On the tarmac of a Moscow airport in late August, Yevgeny Prigozhin waited on his Embraer Legacy 600 for a safety check to finish before it could take off. The mercenary army chief was headed home to St. Petersburg with nine others onboard.
Through the delay, no one inside the cabin noticed the small explosive device slipped under the wing. When the jet finally left, it climbed for about 30 minutes to 28,000 feet, before the wing blew apart, sending the aircraft spiraling to the ground. All 10 people were killed, including Prigozhin, the owner of the Wagner paramilitary group.

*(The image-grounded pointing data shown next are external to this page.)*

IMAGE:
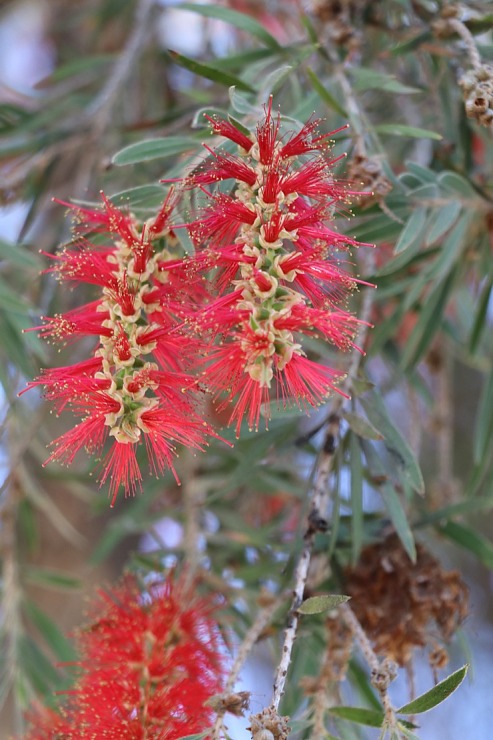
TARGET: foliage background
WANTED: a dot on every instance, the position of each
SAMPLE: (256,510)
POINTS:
(120,72)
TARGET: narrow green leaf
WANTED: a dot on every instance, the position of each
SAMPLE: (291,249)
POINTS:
(19,255)
(391,499)
(357,516)
(144,196)
(399,519)
(481,315)
(75,67)
(456,184)
(429,322)
(159,148)
(10,300)
(404,47)
(443,220)
(208,72)
(394,441)
(318,604)
(400,129)
(423,173)
(324,95)
(368,717)
(52,578)
(471,540)
(484,421)
(241,105)
(453,244)
(36,665)
(273,81)
(361,426)
(436,695)
(371,79)
(61,647)
(412,230)
(239,20)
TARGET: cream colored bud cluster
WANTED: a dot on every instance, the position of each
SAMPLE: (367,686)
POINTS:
(477,88)
(265,295)
(123,353)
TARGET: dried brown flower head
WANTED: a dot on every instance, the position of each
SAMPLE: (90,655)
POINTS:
(477,89)
(369,172)
(403,605)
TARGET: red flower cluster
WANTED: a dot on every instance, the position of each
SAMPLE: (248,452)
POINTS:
(279,272)
(134,387)
(149,663)
(161,326)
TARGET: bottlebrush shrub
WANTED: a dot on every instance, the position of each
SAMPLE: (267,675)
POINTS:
(134,387)
(280,266)
(282,272)
(149,662)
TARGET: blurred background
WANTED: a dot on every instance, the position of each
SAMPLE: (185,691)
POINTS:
(78,82)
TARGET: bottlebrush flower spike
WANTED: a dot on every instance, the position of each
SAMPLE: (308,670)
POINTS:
(135,386)
(280,267)
(149,663)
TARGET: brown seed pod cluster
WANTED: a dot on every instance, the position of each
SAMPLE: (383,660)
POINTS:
(403,605)
(477,89)
(269,725)
(336,17)
(368,172)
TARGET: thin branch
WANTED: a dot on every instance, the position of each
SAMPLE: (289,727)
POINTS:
(262,619)
(382,673)
(468,39)
(319,494)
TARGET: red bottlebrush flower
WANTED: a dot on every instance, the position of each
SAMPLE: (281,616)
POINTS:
(281,271)
(136,387)
(149,662)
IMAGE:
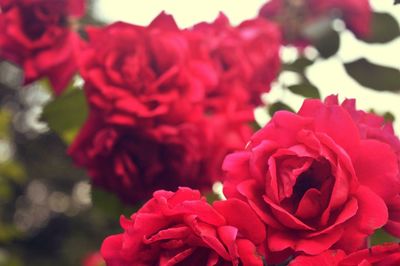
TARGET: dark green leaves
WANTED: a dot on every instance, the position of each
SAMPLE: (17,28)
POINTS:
(306,90)
(384,28)
(66,114)
(278,106)
(374,76)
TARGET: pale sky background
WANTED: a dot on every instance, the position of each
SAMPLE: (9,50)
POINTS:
(328,75)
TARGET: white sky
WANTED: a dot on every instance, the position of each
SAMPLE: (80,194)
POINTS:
(328,75)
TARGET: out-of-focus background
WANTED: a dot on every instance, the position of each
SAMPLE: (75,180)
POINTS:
(48,211)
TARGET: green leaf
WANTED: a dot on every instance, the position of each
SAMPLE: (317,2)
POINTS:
(66,114)
(299,65)
(278,106)
(110,204)
(328,43)
(389,117)
(306,90)
(374,76)
(211,197)
(384,28)
(380,236)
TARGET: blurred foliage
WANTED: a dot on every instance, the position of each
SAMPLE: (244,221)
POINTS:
(374,76)
(65,237)
(384,28)
(72,105)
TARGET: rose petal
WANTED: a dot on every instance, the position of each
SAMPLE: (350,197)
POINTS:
(377,167)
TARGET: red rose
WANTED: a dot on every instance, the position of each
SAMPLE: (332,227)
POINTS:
(295,17)
(246,57)
(35,35)
(93,259)
(149,127)
(182,228)
(372,126)
(381,255)
(313,180)
(134,161)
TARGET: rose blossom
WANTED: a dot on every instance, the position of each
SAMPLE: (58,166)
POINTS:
(246,57)
(372,126)
(295,16)
(380,255)
(36,36)
(134,161)
(93,259)
(182,228)
(148,126)
(313,180)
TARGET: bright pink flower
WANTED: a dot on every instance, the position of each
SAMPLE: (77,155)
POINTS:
(35,35)
(181,228)
(313,180)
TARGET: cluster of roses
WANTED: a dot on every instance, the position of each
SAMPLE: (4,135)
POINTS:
(166,106)
(309,189)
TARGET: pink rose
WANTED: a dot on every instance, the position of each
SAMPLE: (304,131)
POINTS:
(182,228)
(313,180)
(36,36)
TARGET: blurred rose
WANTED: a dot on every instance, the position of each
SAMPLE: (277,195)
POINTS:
(93,259)
(182,228)
(149,127)
(313,180)
(35,35)
(246,58)
(296,17)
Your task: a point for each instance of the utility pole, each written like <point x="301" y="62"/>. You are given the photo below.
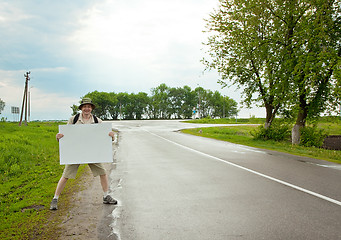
<point x="24" y="101"/>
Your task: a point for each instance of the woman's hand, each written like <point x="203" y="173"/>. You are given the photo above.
<point x="59" y="136"/>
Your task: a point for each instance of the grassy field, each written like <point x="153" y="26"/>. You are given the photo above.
<point x="29" y="172"/>
<point x="241" y="135"/>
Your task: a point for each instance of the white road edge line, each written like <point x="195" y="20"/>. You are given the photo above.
<point x="254" y="172"/>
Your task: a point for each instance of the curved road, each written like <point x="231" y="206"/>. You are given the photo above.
<point x="176" y="186"/>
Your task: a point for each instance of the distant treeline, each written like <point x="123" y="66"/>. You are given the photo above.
<point x="164" y="103"/>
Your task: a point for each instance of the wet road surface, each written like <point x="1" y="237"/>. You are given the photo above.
<point x="176" y="186"/>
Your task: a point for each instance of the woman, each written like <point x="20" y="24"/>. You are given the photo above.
<point x="97" y="169"/>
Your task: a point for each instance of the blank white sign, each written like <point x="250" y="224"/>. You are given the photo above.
<point x="85" y="143"/>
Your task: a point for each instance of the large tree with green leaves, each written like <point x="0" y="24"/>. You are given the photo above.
<point x="242" y="50"/>
<point x="286" y="53"/>
<point x="314" y="57"/>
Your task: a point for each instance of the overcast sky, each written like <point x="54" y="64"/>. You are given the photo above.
<point x="79" y="46"/>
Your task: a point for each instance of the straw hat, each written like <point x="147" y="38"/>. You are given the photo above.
<point x="86" y="101"/>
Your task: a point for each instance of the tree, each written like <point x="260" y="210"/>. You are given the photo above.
<point x="160" y="102"/>
<point x="315" y="56"/>
<point x="2" y="105"/>
<point x="287" y="52"/>
<point x="243" y="52"/>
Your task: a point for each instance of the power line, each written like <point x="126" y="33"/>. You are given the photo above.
<point x="24" y="101"/>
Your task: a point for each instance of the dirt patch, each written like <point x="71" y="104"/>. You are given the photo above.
<point x="332" y="142"/>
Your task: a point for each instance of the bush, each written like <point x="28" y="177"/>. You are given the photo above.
<point x="278" y="131"/>
<point x="312" y="136"/>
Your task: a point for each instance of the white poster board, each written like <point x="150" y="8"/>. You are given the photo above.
<point x="85" y="143"/>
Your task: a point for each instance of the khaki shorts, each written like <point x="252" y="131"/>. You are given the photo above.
<point x="70" y="171"/>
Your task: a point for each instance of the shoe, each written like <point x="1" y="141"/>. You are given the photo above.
<point x="109" y="200"/>
<point x="54" y="204"/>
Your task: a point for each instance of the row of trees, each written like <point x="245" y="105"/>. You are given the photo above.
<point x="286" y="55"/>
<point x="164" y="103"/>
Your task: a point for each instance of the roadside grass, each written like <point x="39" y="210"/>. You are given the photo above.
<point x="29" y="172"/>
<point x="241" y="135"/>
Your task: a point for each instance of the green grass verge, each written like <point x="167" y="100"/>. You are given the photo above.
<point x="241" y="135"/>
<point x="29" y="172"/>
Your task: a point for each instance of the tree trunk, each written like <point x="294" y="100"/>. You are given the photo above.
<point x="300" y="123"/>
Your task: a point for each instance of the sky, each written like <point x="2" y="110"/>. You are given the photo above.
<point x="75" y="47"/>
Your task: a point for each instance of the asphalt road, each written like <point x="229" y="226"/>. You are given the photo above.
<point x="176" y="186"/>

The assassination of the warlord was two months in the making and approved by Russian President Vladimir Putin’s oldest ally and confidant, an ex-spy named Nikolai Patrushev, according to Western intelligence officials and a former Russian intelligence officer. The role of Patrushev as the driver of the plan to kill Prigozhin hasn’t been previously reported. The Kremlin has denied involvement in Prigozhin’s death, and Putin offered the closest thing to an official explanation for the plane’s fiery crash, suggesting a hand grenade had detonated onboard.
None of that was true. Hours after the incident, a European involved in intelligence gathering who maintained a backchannel of communication with the Kremlin and saw news of the crash asked an official there what had happened. “He had to be removed," the Kremlin official responded without hesitation.